Why am I telling you about this? Well, firstly I am obviously trying to appeal to my football affine audience (hi there, lonely soul). And secondly, I wanted to tell you why watching a football game has never been straightforward for me. It’s a game between two teams, one wins, one loses, or nobody does either and you feel like you’ve wasted the last 90 minutes watching 22 people kicking a football around a field. The expectation is that you pick one at the start of the game (or the season, or sometimes even your life) and then you cheer this team on until the bitter end.
At international sporting events the expectation is that you support your national team – who else? You might get away with supporting a different team if yours did not qualify (hello there, Austria) but otherwise, such a choice would be rather uncommon. But what do you do if your heart beats for more than one nation? Either, because you were born in one and now live in another, or because your parents are from two different countries?
The latter is the case for me and I always found it hard to pick a team to support. People might say that this is why I chose a French partner, so I’d get a shot at finally supporting a stronger team … (Allez les bleus!).
It was always natural for me to root for more than one team and be happy for their victories. When Austria played against Poland in 2008, I supported both teams. And I wasn’t disappointed when they played 1:1 – a perfect outcome for me.
I feel equally about my two hats as a researcher and a practitioner. I can never quite pick one side. On the one hand this can be quite tiring because I sometimes feel like I am a Jack-of-all-trades but master of none. I have an understanding of teaching practice but only having taught for 1.5 years myself before moving to academia full-time, I always feel like an intruder when I try to define myself as a teacher. What do I know, really, about the day-to-day life of a teacher under pressures of marking and performing? Can I really relate to being caught in the repetitive routines of a daily life in school? Similar thoughts come to mind as a researcher, when I sometimes feel like my obsession with the applicability of research is keeping me from concentrating enough on the nitty-gritty details. Sometimes I get carried away with wanting to apply findings instead of running boring stats.
But actually, quite like supporting more than one team in football, being part of more than one team in my professional life, I get double the chance of victories. It is a great feeling to be part of more than one in-group and to be able to relate to lived experiences (despite only short ones). It opens up new perspectives and allows me to focus on questions that I believe will make a difference in practice.

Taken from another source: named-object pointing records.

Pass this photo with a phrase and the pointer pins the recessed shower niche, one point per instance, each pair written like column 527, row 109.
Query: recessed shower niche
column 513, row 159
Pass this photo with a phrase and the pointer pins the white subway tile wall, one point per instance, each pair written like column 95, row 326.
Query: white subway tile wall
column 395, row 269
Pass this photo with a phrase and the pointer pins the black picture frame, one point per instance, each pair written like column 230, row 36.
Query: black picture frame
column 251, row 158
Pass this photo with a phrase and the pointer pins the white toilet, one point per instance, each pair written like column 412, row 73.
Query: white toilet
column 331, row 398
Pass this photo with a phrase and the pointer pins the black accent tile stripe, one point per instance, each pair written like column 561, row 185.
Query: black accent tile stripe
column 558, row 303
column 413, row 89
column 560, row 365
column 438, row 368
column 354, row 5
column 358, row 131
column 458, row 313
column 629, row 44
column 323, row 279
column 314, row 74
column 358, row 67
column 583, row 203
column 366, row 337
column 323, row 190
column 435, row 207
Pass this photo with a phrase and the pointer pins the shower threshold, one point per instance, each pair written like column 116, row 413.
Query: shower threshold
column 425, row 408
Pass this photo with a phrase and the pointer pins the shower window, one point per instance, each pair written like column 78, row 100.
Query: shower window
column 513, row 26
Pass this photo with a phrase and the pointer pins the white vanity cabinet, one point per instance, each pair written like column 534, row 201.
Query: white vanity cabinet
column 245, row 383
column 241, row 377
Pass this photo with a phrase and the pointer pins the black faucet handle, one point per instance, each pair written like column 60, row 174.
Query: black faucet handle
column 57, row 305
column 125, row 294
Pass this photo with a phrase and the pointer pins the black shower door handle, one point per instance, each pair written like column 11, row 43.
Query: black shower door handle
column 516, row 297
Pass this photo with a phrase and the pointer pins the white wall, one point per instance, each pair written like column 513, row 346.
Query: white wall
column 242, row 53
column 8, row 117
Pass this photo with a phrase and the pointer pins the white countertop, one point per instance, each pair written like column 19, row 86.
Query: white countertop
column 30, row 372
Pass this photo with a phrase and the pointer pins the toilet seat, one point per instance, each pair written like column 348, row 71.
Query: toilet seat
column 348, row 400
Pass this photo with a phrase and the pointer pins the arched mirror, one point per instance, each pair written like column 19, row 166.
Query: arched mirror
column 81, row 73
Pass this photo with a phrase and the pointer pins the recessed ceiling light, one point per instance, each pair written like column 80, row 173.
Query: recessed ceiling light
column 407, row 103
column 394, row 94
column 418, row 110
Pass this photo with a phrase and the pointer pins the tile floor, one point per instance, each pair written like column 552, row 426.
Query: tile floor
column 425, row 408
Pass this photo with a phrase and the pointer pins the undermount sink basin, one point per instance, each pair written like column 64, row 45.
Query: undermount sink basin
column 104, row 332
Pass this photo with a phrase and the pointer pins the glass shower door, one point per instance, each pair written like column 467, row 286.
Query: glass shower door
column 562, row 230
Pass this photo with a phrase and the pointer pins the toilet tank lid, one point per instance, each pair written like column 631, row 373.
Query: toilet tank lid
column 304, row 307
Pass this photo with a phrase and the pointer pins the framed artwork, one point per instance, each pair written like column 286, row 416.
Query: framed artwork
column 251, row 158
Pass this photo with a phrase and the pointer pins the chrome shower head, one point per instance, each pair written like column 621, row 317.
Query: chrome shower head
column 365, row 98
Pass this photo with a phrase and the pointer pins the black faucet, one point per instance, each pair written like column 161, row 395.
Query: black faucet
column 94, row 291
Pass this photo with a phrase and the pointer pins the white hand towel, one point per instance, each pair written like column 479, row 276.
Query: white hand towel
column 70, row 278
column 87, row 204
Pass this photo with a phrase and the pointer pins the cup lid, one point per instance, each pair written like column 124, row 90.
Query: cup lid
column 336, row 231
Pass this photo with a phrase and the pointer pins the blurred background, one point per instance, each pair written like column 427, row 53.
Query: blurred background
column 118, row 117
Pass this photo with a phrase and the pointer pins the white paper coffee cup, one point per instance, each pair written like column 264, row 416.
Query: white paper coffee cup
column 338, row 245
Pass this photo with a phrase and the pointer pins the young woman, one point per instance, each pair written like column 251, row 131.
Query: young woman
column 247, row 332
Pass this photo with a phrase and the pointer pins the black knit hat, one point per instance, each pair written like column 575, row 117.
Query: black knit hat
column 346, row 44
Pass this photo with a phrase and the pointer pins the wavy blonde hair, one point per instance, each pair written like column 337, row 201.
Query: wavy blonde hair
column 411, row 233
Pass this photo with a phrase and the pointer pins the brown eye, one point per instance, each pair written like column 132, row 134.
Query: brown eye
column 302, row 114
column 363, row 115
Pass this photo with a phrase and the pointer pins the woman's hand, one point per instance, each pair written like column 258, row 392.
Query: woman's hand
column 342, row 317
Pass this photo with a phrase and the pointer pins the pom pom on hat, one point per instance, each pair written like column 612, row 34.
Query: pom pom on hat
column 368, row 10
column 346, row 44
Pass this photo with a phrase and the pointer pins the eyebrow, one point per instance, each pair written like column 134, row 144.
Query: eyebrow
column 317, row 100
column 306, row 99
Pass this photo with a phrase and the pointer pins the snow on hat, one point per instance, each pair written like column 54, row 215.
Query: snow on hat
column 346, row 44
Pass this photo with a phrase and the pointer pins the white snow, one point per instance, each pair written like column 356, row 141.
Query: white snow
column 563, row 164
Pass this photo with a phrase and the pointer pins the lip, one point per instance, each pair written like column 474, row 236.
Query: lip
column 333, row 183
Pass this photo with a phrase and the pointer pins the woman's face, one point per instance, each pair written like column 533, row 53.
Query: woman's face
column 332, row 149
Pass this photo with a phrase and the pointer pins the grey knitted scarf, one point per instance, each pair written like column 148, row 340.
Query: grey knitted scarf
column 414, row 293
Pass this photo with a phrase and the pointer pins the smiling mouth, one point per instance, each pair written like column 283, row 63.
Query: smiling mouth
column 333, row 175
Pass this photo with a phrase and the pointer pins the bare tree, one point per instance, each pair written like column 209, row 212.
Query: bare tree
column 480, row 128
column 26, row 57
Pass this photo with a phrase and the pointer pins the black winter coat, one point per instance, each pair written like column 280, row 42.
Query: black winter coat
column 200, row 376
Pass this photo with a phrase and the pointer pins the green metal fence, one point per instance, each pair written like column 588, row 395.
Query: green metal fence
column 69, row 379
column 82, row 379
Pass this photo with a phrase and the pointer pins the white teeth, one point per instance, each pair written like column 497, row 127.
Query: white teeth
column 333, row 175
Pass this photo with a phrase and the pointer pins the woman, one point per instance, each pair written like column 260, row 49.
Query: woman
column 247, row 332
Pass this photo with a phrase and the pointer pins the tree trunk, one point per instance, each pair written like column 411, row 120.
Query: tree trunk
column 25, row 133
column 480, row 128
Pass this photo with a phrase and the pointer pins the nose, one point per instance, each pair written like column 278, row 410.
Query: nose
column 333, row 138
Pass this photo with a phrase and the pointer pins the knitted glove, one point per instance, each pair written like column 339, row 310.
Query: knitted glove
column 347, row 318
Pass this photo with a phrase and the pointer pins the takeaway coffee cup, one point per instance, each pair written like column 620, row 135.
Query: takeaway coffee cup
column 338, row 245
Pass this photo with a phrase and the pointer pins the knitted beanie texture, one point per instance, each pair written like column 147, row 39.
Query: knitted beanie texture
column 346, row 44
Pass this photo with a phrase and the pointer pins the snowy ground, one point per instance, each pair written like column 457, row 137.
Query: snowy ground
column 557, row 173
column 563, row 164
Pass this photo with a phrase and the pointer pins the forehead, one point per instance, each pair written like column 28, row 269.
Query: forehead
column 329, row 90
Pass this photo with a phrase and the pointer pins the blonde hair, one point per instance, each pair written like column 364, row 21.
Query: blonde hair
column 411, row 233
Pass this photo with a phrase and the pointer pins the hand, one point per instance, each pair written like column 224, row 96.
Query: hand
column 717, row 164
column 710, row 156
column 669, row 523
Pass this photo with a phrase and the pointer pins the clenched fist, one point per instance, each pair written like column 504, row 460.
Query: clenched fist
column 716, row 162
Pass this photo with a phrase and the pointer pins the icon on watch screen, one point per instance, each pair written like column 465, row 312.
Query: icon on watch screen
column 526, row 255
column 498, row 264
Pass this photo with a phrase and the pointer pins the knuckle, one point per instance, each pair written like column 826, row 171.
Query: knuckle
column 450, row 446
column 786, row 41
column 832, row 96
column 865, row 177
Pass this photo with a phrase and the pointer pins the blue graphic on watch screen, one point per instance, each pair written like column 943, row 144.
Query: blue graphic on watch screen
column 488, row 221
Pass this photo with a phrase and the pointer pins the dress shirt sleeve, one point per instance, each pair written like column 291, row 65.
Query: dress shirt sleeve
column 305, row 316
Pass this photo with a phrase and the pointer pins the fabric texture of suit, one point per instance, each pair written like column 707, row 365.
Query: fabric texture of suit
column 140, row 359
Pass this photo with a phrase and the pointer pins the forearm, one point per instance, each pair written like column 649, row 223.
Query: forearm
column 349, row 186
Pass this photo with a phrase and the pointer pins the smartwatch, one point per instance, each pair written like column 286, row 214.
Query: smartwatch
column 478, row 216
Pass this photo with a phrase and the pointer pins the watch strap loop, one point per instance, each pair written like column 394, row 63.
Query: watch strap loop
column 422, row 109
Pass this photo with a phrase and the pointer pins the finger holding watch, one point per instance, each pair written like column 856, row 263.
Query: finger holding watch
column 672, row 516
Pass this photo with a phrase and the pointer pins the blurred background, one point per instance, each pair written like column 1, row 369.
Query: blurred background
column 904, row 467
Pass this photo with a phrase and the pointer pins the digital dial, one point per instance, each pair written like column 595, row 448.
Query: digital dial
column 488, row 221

So, whether I shout Tor! or gol! My ideal case scenario is that two teams come together and do their best for 90 minutes. Essentially, the process of a football game is one of action and reaction. No team can exist meaningfully without the other. If one of them leaves, the other loses their motivation to do their best. So by giving your best in your team, aren’t you automatically also pushing the other to the heights of their performance? In that case, is a match ever a real competition, or is it a symbiosis?